Difendiamoci dalla normativa europea del Digital Services Act
Mentre l’Italia giocherella con i postumi di Sanremo – ormai l’unica, vera, appassionata occasione di dibattito nazionale – e con l’attesa fremente del prossimo duello Meloni-Schlein, in Europa accadono eventi drammaticamente insidiosi per le nostre libertà.
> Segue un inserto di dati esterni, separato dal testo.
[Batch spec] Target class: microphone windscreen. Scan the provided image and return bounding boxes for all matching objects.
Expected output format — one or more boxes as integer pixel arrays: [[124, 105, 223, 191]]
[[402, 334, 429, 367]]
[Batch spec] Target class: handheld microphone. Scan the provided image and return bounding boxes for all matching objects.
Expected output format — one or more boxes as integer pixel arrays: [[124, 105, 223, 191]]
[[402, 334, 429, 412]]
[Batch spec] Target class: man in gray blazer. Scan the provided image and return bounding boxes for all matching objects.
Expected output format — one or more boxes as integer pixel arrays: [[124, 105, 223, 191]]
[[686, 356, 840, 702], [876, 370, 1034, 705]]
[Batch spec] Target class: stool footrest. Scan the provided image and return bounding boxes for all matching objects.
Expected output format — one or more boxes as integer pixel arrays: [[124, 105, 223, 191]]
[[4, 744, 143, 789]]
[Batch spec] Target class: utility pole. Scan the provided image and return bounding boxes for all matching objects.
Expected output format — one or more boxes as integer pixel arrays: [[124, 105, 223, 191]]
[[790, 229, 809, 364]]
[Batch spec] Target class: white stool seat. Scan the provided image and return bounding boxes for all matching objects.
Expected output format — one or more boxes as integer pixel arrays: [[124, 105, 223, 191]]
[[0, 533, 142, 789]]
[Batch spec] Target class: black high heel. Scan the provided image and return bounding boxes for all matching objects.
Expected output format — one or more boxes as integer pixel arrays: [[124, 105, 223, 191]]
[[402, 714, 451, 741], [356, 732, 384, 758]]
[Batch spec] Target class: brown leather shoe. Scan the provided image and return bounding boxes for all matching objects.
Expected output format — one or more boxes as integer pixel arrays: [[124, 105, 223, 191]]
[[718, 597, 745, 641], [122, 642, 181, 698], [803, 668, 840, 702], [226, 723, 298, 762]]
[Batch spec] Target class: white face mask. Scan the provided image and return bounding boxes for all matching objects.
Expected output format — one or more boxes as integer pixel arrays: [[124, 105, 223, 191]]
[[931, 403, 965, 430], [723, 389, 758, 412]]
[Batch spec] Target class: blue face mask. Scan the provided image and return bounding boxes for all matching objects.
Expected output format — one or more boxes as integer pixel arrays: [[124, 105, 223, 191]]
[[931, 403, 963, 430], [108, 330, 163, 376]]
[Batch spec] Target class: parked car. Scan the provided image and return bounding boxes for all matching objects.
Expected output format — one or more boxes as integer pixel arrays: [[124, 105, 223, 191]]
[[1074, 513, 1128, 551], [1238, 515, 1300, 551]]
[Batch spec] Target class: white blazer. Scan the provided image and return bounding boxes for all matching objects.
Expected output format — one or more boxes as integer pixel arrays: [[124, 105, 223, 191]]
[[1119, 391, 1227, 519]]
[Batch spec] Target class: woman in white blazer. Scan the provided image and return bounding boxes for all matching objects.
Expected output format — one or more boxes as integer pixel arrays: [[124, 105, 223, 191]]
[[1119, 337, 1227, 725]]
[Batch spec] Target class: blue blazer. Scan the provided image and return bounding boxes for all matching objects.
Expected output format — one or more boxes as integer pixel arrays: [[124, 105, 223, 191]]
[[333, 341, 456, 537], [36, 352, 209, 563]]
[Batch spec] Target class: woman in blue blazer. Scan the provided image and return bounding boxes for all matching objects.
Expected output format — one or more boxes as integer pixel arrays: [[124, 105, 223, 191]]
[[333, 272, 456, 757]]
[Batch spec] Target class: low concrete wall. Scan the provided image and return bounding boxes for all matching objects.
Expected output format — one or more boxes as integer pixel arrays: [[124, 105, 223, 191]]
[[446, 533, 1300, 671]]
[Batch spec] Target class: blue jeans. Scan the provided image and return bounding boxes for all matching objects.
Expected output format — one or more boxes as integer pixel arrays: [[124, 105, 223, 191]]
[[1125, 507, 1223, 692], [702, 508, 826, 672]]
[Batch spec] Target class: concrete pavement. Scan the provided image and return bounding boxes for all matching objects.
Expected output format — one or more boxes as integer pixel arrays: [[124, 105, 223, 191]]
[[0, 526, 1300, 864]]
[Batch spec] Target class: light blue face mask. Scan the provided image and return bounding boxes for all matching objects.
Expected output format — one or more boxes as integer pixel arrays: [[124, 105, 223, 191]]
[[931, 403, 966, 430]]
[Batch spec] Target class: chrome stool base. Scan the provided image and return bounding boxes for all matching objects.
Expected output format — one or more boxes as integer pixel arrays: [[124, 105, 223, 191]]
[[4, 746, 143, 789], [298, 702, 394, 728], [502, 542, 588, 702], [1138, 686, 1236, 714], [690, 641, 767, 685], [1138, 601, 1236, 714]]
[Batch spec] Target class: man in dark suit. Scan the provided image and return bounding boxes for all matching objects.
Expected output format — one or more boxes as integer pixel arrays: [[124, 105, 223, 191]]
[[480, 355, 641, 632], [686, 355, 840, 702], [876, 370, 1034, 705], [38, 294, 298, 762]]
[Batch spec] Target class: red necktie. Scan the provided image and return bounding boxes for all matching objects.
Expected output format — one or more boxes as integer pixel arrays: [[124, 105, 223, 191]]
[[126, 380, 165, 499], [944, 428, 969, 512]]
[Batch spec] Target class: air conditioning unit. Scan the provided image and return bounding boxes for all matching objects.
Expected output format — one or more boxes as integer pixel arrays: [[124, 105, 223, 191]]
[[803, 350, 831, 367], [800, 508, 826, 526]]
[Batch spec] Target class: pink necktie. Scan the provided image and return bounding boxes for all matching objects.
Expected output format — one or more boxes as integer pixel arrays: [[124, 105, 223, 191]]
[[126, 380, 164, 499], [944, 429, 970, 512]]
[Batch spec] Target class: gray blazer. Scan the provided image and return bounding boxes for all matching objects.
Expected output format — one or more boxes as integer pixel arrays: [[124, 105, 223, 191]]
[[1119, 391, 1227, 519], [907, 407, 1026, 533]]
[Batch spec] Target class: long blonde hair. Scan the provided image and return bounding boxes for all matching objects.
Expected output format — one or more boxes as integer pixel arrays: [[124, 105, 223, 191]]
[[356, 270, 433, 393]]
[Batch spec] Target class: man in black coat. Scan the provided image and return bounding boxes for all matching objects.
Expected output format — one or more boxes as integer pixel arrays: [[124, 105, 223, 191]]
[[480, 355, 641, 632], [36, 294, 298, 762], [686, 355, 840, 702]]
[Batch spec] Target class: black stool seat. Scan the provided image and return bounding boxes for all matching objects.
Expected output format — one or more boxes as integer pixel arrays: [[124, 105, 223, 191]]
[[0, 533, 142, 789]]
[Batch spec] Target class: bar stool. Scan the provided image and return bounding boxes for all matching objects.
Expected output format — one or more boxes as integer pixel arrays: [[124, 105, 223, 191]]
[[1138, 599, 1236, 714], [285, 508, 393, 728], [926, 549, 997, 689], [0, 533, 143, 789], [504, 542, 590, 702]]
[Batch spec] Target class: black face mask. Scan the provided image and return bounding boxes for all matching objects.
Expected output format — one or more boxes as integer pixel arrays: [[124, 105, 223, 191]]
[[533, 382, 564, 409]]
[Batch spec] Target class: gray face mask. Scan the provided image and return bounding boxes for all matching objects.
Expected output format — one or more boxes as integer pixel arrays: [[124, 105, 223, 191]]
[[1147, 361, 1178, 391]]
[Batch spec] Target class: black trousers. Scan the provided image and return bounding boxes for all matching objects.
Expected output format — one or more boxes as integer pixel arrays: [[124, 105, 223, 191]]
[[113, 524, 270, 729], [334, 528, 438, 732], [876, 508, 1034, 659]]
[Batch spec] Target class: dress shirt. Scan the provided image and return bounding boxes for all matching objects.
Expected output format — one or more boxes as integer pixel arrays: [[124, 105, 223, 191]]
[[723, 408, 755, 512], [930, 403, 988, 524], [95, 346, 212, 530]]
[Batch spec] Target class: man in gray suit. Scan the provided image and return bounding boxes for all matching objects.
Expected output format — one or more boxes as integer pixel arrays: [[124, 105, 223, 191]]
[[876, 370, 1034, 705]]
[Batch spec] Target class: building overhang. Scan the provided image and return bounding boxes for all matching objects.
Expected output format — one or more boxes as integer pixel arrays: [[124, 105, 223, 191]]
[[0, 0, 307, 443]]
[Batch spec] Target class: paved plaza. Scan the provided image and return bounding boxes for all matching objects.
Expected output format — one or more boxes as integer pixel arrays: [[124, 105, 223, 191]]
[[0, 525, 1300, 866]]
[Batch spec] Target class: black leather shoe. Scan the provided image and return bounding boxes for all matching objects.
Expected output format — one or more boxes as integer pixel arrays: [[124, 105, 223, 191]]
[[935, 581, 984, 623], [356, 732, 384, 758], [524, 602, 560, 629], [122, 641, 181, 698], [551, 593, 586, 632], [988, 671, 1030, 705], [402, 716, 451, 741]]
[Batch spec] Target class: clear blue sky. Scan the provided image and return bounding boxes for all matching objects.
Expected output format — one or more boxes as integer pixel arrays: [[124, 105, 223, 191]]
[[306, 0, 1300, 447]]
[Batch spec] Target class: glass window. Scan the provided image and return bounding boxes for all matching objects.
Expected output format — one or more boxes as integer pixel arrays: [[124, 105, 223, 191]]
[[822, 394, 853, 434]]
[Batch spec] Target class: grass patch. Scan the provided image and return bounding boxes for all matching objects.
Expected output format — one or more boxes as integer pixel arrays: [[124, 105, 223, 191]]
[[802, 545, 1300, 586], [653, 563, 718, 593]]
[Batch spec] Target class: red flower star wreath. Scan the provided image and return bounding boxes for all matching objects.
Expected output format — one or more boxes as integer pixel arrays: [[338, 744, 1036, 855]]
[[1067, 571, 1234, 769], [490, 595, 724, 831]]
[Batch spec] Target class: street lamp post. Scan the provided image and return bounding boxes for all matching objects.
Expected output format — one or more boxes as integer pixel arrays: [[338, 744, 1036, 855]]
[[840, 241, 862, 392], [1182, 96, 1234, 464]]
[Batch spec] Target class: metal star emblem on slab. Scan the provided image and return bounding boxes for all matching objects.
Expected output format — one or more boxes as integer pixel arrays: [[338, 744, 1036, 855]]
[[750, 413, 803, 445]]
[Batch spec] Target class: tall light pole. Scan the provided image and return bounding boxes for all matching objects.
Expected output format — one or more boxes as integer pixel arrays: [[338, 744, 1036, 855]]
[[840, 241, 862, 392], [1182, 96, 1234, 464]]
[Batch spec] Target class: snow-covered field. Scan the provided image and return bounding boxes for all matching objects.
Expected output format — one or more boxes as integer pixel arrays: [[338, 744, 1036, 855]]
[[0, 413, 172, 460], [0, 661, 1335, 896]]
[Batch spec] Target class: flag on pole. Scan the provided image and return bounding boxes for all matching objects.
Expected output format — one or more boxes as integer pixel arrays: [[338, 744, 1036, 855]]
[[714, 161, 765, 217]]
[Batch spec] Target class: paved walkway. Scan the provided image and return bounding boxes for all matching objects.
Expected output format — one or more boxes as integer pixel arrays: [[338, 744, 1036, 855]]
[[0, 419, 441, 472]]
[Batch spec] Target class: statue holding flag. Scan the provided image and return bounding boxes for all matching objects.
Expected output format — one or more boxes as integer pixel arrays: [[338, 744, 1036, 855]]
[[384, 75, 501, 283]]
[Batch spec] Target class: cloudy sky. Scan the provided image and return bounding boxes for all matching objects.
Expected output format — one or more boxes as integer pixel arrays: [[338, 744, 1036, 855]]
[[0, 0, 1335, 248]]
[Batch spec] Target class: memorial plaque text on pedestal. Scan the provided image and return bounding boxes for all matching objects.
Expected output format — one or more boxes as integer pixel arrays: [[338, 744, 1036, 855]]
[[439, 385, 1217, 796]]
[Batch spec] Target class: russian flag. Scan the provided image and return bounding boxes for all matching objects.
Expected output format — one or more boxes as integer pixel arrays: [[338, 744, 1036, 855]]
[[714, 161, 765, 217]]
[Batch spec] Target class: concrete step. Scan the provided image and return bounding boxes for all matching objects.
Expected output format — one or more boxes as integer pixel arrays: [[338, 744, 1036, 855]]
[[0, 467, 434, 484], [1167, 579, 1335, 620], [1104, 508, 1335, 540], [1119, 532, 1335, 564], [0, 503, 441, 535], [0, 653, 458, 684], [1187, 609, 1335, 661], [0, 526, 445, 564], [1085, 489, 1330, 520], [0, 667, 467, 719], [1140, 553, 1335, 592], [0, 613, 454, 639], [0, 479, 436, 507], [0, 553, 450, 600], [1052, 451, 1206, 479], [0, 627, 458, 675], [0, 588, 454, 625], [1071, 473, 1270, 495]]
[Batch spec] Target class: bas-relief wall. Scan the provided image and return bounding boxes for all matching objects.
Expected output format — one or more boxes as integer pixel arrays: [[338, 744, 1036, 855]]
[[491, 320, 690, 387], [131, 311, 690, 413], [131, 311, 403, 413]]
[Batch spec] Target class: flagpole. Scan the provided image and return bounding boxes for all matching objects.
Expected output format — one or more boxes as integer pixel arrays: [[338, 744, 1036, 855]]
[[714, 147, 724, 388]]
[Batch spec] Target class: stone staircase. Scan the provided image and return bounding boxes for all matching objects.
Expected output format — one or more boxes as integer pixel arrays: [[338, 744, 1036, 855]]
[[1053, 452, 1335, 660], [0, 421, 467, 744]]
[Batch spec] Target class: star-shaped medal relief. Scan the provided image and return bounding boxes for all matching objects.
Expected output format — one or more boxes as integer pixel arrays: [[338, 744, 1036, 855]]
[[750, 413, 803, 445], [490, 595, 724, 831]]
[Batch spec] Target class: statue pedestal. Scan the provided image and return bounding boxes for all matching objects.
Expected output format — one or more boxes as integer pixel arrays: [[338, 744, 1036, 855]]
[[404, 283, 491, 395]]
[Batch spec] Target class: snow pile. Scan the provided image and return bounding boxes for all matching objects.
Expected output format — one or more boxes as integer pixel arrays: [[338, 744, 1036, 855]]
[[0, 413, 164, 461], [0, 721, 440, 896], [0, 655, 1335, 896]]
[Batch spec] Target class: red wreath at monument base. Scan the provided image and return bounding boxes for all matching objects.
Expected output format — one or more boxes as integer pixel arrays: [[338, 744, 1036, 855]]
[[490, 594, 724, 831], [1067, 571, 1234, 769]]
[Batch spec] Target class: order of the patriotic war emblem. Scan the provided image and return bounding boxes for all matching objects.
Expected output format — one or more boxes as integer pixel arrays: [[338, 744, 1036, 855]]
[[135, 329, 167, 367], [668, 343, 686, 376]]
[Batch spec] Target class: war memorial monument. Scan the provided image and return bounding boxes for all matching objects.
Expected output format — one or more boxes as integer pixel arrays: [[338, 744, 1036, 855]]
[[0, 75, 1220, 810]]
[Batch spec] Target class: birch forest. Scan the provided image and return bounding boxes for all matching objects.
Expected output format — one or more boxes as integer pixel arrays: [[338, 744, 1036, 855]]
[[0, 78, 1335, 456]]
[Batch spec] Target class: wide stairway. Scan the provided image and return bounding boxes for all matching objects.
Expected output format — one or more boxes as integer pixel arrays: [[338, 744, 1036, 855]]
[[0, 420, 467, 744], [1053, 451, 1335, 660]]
E non per le pseudo-libertà che le sinistre vanno perseguendo da tempo, quelle sessuali, genderistiche, immigrazioniste, telegiornalistiche, ma per quella che da secoli è ormai ritenuta la libertà fondamentale dell’Occidente e per cui si sono battute schiere di pensatori, di giuristi, di politici: la libertà di pensiero e di parola. Quella libertà scolpita con chiarezza adamantina nell’articolo 21 della nostra Costituzione: “Tutti hanno diritto di manifestare liberamente il proprio pensiero con la parola, lo scritto e ogni altro mezzo di diffusione. La stampa non può essere soggetta ad autorizzazioni e censure”.
Da noi scendono in piazza i chiassosi e rissosi gruppuscoli demogrillini per protestare contro l’ipotetica occupazione della RAI da parte della destra, ma chiunque veda qualche ora di Telemeloni si rende conto di come essa in realtà sia ancora ampiamente e profondamente impregnata di sinistrismo militante, e come lo stesso carrozzone sanremese sia diventato il palcoscenico di una mentalità politicamente corretta (woke dicono gli anglofili) stucchevole, esibizionista, ideologica, adolescenziale, tutta lustrini e anime belle che tanto piacciono alla nostra classe media riflessiva ma semi-acculturata.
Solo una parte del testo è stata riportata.